‘Mr. Oakland’ shows the nation what they’ve been missing
Trey Townsend adds Horizon League tourney MVP honors to regularseason Player of the Year
Typically, a four-and-a-half bus ride, in the middle of night, doesn’t sound like the best of times.
But the Oakland men’s basketball team turned its trip home from Indianapolis to the O’Rena early Wednesday morning into a dance party, with music blaring and players letting loose.

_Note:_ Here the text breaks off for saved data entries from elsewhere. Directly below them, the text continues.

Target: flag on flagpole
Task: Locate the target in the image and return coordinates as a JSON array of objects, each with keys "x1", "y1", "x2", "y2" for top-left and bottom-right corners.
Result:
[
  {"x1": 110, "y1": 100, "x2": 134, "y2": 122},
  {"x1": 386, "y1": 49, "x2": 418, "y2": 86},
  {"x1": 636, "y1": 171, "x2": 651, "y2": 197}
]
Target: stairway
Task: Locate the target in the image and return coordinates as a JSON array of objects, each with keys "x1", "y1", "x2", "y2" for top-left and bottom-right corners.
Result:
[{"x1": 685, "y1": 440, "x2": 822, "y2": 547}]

Hey, when in March … “Everyone’s getting into it,” Neal Ruhl, the team’s radio and TV playby-play man, said shortly before the bus arrived back on campus in Rochester before 5 a.m. “It’s pretty awesome. “It’s been a movie on this bus ride.” And if that’s the case, the best-actor winner is senior forward Trey Townsend, who turned in the performance of his four-year college career Tuesday night in beating Milwaukee, 83-76, in the Horizon League championship game at Indiana Farmers Coliseum, earning Oakland its first NCAA Tournament appearance since 2011.
Townsend scored a career-high 38 points to turn back every punch Milwaukee threw at Oakland, including 27 points in the second half. He scored 27 of Oakland’s final 40 points.

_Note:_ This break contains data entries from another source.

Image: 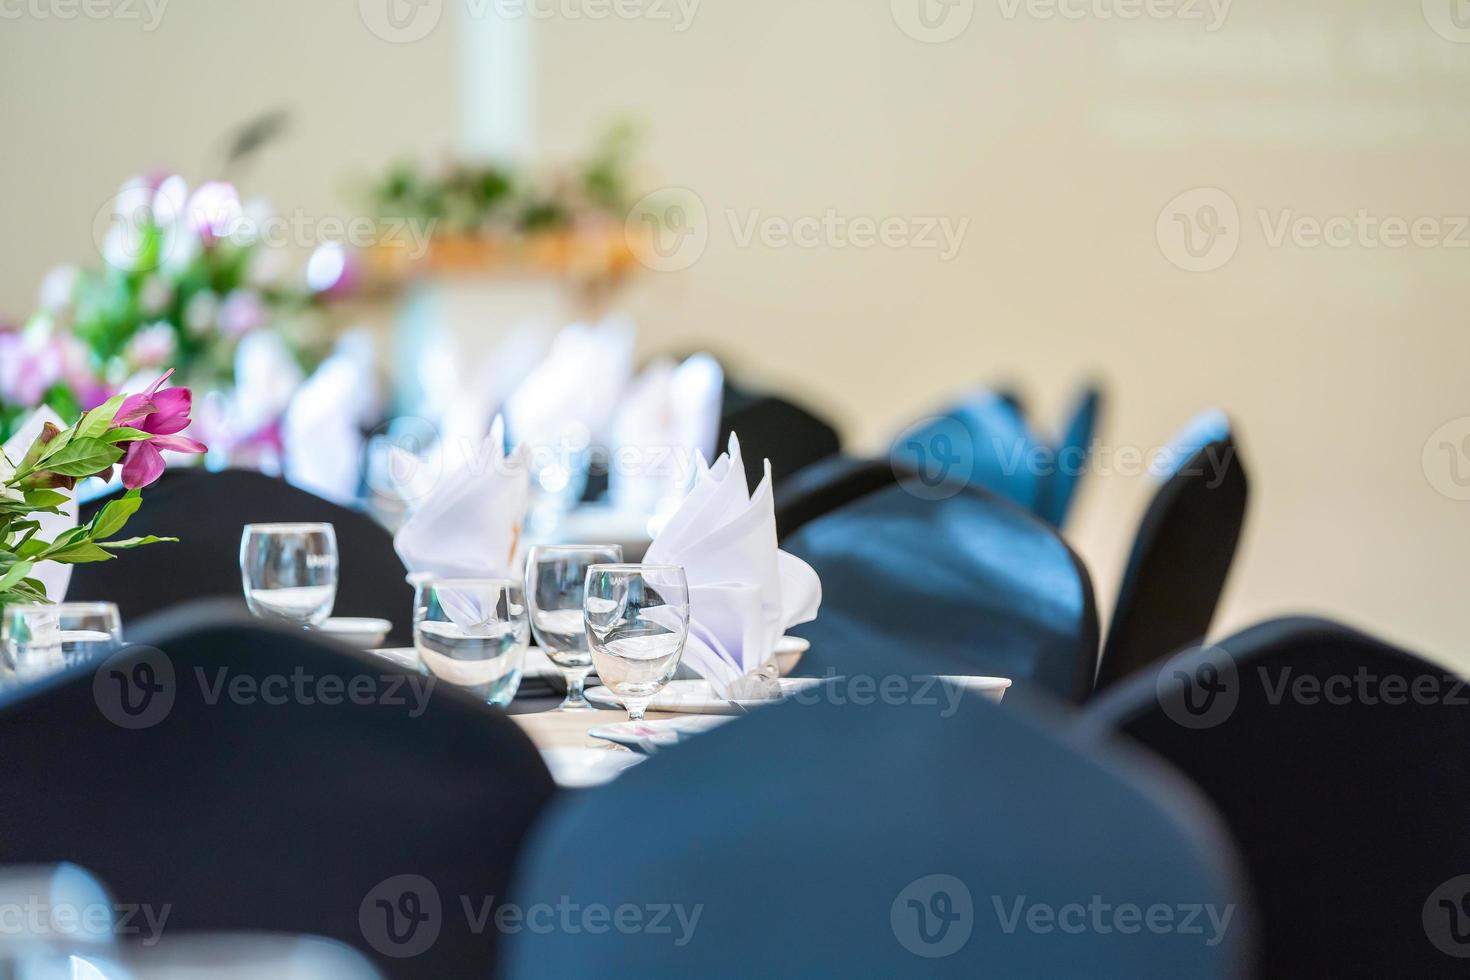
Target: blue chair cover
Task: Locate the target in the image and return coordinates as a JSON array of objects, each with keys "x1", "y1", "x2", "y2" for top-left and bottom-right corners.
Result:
[
  {"x1": 503, "y1": 694, "x2": 1252, "y2": 979},
  {"x1": 899, "y1": 389, "x2": 1043, "y2": 513},
  {"x1": 784, "y1": 483, "x2": 1098, "y2": 702},
  {"x1": 1035, "y1": 385, "x2": 1102, "y2": 529},
  {"x1": 1083, "y1": 616, "x2": 1469, "y2": 978}
]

He was named the Horizon League tournament MVP, after he was named Horizon League player of the year.
“He’s one of my best friends, and he’ll be a brother of life,” said Blake Lampman, a senior guard. “I couldn’t be happier for his success.

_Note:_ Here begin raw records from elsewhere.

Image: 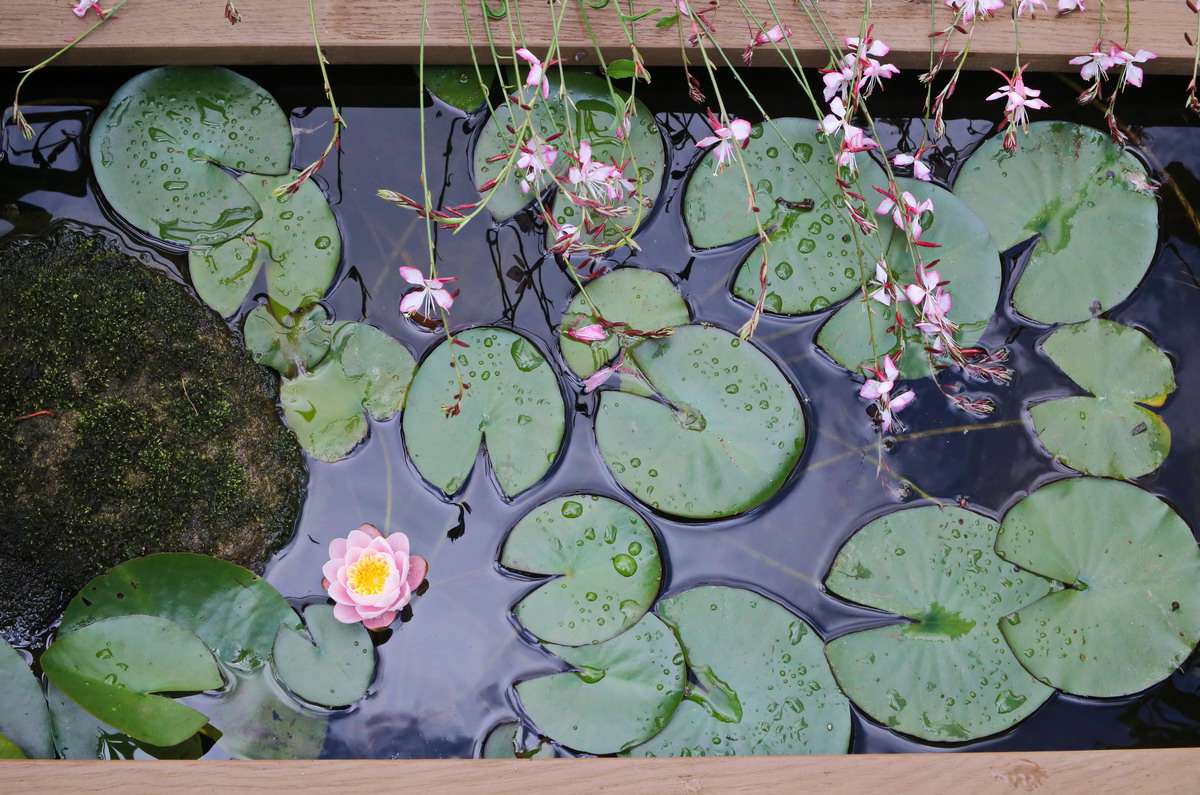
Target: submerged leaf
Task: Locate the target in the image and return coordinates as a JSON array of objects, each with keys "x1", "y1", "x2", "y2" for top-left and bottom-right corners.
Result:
[
  {"x1": 502, "y1": 495, "x2": 662, "y2": 645},
  {"x1": 1030, "y1": 397, "x2": 1170, "y2": 479},
  {"x1": 403, "y1": 328, "x2": 565, "y2": 498},
  {"x1": 272, "y1": 605, "x2": 375, "y2": 708},
  {"x1": 199, "y1": 665, "x2": 327, "y2": 759},
  {"x1": 515, "y1": 613, "x2": 684, "y2": 754},
  {"x1": 997, "y1": 478, "x2": 1200, "y2": 698},
  {"x1": 90, "y1": 66, "x2": 292, "y2": 247},
  {"x1": 824, "y1": 506, "x2": 1055, "y2": 742},
  {"x1": 817, "y1": 178, "x2": 1001, "y2": 379},
  {"x1": 480, "y1": 722, "x2": 555, "y2": 759},
  {"x1": 954, "y1": 122, "x2": 1158, "y2": 324},
  {"x1": 59, "y1": 553, "x2": 301, "y2": 672},
  {"x1": 627, "y1": 585, "x2": 849, "y2": 757},
  {"x1": 41, "y1": 615, "x2": 222, "y2": 747},
  {"x1": 0, "y1": 638, "x2": 54, "y2": 759},
  {"x1": 685, "y1": 117, "x2": 886, "y2": 315},
  {"x1": 595, "y1": 325, "x2": 804, "y2": 518},
  {"x1": 189, "y1": 171, "x2": 340, "y2": 318},
  {"x1": 243, "y1": 303, "x2": 346, "y2": 378}
]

“I cannot be more happy and proud of him.”
Said senior guard Jack Gohlke, shaking his head, with a smile, when asked about Townsend’s performance in the final: “Amazing performance. I told him when Milwaukee took back the lead … I knew it was his time, I told him it was ‘The Trey Townsend Show.’ … And he did more than put the team on his back.”
Townsend, 21, 6-foot-10 and 228 pounds, had his share of struggles throughout much of the Horizon League tournament, at least in terms of getting his open shots — Cleveland State was particularly stingy in the semifinal. He was typically double-teamed, as he was most of the season. But in the first two games of the Horizon League tournament, Townsend turned his own lack of opportunities into more opportunities for his teammates.